Why is "go" spelled with the same vowel as "do" and "to" since it is pronounced differently?

Solution 1:

The question posed

Why is “go” spelled with the same vowel as “do” and “to” since it is pronounced differently?

makes an incorrect presupposition. That's the cause of the problem.
Deny the presupposition and the problem goes away.

That presupposition is that

English spelling represents English pronunciation.

This is False.

The fact is that the spelling of modern English words does not give more than a vague guide to their pronunciation.

Vowels, especially, are terribly inconsistent, because there are fourteen phonemic vowels in American English (see the list here -- there are even more in other dialects), all represented by only five vowel letters, in many traditional ways, all inconsistent. Each way was designed centuries ago by people who knew no phonetics, spoke many languages and dialects (not all of them English), and thought they were writing Latin.

Any dictionary will tell you the spelling of English words. A good dictionary (which American dictionaries are not, alas) will also give the pronunciation in IPA or Kenyon-Knott. Spelling and pronunciation are separate, and should be learned separately, like the singular and plural forms of German nouns.

So the answer is that go is spelled with the same vowel as do and to because that's how they're spelled. There is no other reason. No matter what your English teacher told you. Sorry; it's not their fault, though -- they were taught this lie, too.

Solution 2:

How do we decide pronunciation for english words?

Pronunciation of many (probably all) English words has varied over time and from place to place.

As you have noted, spelling is not a foolproof guide to current pronunciation in any specific place. This is particularly true as spelling currently varies from place to place (e.g. color and colour).

We decide how to pronounce a written word in any of the following ways.

  • By hearing how people around us pronounce the word.
  • By looking in a dictionary that provides a guide to pronunciation.
  • By guessing based on how we most often pronounce other words with a similar spelling.

The result may be judged correct in some places at some times yet be judged incorrect elsewhere or elsewhen.

Why 'go' pronounce as 'go' and not 'goo' [as in 'do']?

The idea of standardised spelling is a relatively modern one. Shakespeare quite happily wrote his name using many different spellings. It was only with the advent of dictionaries that spelling gradually became frozen in whatever choice of letters the dictionary compilers selected. The early compilers do not appear to have been especially concerned about consistency between spelling and pronunciation. Noah Webster was a bit of an exception.

Words that today have similar spellings may have, in the past, had spellings that differed more widely and which reflected different pronunciations.

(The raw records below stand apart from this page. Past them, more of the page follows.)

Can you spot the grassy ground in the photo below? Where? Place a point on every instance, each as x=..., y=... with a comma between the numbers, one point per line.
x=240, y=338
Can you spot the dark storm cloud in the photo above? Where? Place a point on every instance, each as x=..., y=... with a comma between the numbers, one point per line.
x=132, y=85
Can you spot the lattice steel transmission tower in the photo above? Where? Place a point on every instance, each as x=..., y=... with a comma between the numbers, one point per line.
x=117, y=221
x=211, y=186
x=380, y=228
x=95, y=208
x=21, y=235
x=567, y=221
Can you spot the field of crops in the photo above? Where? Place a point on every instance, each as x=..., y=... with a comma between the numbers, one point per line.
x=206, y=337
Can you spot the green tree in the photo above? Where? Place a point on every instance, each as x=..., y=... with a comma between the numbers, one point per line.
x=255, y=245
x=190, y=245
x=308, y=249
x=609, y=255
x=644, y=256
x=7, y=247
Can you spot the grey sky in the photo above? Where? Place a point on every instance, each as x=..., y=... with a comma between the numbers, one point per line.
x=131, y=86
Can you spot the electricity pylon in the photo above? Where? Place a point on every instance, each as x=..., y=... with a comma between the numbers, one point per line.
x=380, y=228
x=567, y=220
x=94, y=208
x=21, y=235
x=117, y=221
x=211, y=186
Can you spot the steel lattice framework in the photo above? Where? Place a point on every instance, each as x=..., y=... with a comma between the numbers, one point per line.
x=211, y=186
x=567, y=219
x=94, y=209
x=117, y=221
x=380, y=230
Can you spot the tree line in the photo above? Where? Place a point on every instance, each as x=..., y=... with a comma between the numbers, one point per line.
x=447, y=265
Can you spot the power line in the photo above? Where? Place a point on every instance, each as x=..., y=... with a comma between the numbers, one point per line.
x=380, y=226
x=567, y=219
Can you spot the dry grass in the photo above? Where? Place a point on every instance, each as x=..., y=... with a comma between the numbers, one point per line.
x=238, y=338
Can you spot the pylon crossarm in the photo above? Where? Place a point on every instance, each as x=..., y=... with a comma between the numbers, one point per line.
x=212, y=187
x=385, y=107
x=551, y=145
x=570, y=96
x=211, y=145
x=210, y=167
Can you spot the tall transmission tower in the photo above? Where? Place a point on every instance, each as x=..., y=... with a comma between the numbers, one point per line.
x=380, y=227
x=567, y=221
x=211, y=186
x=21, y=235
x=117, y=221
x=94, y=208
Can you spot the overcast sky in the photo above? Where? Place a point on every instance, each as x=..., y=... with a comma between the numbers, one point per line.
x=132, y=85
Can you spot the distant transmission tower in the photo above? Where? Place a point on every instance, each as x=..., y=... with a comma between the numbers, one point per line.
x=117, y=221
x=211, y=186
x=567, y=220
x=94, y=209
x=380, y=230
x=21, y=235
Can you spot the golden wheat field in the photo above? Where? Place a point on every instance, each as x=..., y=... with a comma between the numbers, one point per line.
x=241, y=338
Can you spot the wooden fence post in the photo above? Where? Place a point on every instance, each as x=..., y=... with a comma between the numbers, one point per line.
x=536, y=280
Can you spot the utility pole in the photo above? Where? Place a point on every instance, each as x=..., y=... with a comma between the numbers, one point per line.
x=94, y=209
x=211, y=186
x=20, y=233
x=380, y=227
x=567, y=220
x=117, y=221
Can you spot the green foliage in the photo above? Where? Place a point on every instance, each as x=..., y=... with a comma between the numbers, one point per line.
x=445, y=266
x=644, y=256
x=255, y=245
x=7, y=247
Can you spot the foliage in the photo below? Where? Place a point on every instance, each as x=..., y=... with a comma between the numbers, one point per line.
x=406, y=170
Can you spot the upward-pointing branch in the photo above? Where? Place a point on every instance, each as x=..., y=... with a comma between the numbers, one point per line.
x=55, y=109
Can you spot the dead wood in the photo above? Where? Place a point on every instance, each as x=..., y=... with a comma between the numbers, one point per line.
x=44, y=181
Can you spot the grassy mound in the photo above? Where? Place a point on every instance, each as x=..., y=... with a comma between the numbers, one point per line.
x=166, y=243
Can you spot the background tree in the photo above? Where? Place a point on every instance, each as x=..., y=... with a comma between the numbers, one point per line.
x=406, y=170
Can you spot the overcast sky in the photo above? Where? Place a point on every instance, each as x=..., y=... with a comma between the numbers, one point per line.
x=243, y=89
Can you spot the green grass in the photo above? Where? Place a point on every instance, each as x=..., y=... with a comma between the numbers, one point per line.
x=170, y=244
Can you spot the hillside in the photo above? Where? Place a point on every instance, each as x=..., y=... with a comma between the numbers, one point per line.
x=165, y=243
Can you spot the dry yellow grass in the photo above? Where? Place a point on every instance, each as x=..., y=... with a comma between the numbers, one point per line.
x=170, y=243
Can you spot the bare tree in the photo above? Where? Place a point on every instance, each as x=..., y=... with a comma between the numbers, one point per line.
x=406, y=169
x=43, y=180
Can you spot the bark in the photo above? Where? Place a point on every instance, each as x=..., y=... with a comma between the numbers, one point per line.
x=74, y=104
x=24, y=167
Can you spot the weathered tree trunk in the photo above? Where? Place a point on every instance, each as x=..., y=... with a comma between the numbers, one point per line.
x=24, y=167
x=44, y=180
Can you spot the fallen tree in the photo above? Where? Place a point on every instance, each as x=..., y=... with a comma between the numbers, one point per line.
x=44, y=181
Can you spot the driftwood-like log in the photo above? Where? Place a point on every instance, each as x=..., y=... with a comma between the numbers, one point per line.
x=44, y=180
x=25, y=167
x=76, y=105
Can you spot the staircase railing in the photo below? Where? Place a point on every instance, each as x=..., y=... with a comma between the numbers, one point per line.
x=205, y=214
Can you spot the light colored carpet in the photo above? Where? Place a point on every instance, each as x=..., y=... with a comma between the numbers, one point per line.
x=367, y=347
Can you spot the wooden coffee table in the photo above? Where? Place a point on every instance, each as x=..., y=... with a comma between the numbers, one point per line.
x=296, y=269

Such words may have originated in different languages and have spellings adopted from those differing languages - which may have had different rules of pronunciation.

So the contradictions you identify might arise from an unfortunate convergence of spelling changes or from a difference in source language or even from an arbitrary change in pronunciation (e.g. in "the great vowel shift").

Solution 3:

As Reg Dwight said in a comment, they have different historical pronunciations:

the "o" in go was originally an /ɑː/, while the "o" in do and to was originally an /oː/. So they were always different to begin with, and even the Great Vowel Shift could do nothing about it, because different vowels shifted into different directions.

Go and do happen to be spelled the same because in Middle English, the time period when much of the current English spelling system was formed, their vowels were fairly similar (/ɔː/ and /oː/ respectively), and there are not as many vowel letters in the alphabet as there are vowel sounds in English. But they have never been pronounced the same.